The point of haiku is indeed to convey feeling, not ideas, concepts, or judgments. Consider this haiku of mine, which won first place in the 2000 Henderson haiku contest, sponsored by the Haiku Society of America:
meteor shower . . .
a gentle wave
wets our sandals
How do you feel when you read this poem? Do you feel the surprise of the tide turning, thus wetting your sandaled feet? Do you feel the moment’s summerness? Do you notice the effect of the word “our,” which makes this a shared rather than solitary experience? Even if you’ve never been to the ocean, I hope you can feel the enthrallment with the meteor shower, and then the surprise wetness from a wave, showing how nature, in this case through the changing tide, caused by the gravitational pull of celestial objects, can touch us in unexpected ways. A good haiku will make you realize something that you always knew but might have forgotten. A haiku takes you back to yourself, back to who you are, and what it’s like to be human—to your “falling leaf nature,” as translator R. H. Blyth put it. And you make this realization emotionally, not intellectually. You also bring a lot of yourself to each haiku, which is sometimes called an “unfinished” poem because of what it leaves out. And what you bring to each poem is how you have personally experienced your world through your senses. Thus haiku poems are about the five senses, and how you take in the world around you through those senses. In other words, the haiku is about what takes place outside you. It is generally not about what you think about the experience or how you interpret it, at least not for beginners.

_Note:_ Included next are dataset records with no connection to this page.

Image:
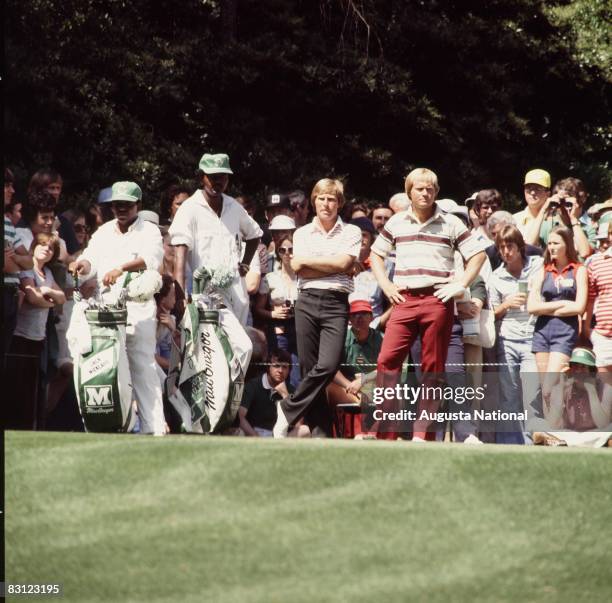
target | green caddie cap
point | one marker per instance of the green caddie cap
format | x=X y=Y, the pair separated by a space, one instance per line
x=215 y=164
x=126 y=191
x=583 y=356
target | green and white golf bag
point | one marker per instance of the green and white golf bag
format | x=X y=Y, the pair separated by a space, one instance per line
x=206 y=376
x=101 y=369
x=97 y=341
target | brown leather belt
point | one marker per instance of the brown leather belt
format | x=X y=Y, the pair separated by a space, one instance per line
x=421 y=291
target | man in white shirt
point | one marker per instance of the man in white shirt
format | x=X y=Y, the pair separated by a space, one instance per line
x=208 y=230
x=323 y=253
x=124 y=245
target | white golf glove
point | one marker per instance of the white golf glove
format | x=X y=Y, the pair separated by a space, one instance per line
x=446 y=292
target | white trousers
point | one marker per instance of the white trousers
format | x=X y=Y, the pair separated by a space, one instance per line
x=140 y=343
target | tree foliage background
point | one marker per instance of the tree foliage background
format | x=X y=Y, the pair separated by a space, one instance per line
x=295 y=90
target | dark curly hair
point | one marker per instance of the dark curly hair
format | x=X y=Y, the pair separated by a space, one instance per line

So why not give haiku a try with a goal other than 5-7-5 in mind? Indeed, the point of the “no 5-7-5” NaHaiWriMo logo is to emphasize that it’s a widespread misunderstanding to think of haiku merely as anything written in 5-7-5 syllables. Remember, 5-7-5 does not a haiku make.
PERSONAL OBSERVATIONS:
So, in a nutshell, here is my own take on the thrust of this article:
THE CONCEPT OF THE SO-CALLED “RULE” OF 5-7-5 SYLLABLES IN HAIKU IN OCCIDENTAL LANGUAGES CONSTITUTES A COMPLETE MISUNDERSTANDING OF THE 5-7-5 SOUND COUNT OF CLASSICAL JAPANESE HAIKU. This does not necessarily mean that some of your haiku may indeed end up with a 5-7-5 syllable count, i.e. 5 syllables in the first line, 7 in the second and 5 in the third, but if any such haiku do end up with this syllable count, it is merely by happenstance. The vast majority of haiku in Occidental languages do not strictly run to 5-7-5 syllables. And even if a particular haiku is 5-7-5 = 17 syllables long in English, if it is bilingual, as are my Canadian haiku, it is almost a dead certainty that the same (or similar) haiku in French will not run to the same number of syllables, given that the syntactical and grammatical structures of these 2 languages are so unalike. And what goes for bilingual English and French haiku must necessarily also apply to bilingual English and Spanish, English and Italian, English and German, Spanish and French, Spanish and Italian, Spanish and German and so on and so on, ad nauseam. You simply cannot stuff into a predetermined 5-7-5 syllable count box the same or similar haiku in two or more Occidental languages. Besides, so-called “syllables” in Japanese haiku are not syllables at all, but rather discrete sounds. Caveat poeta!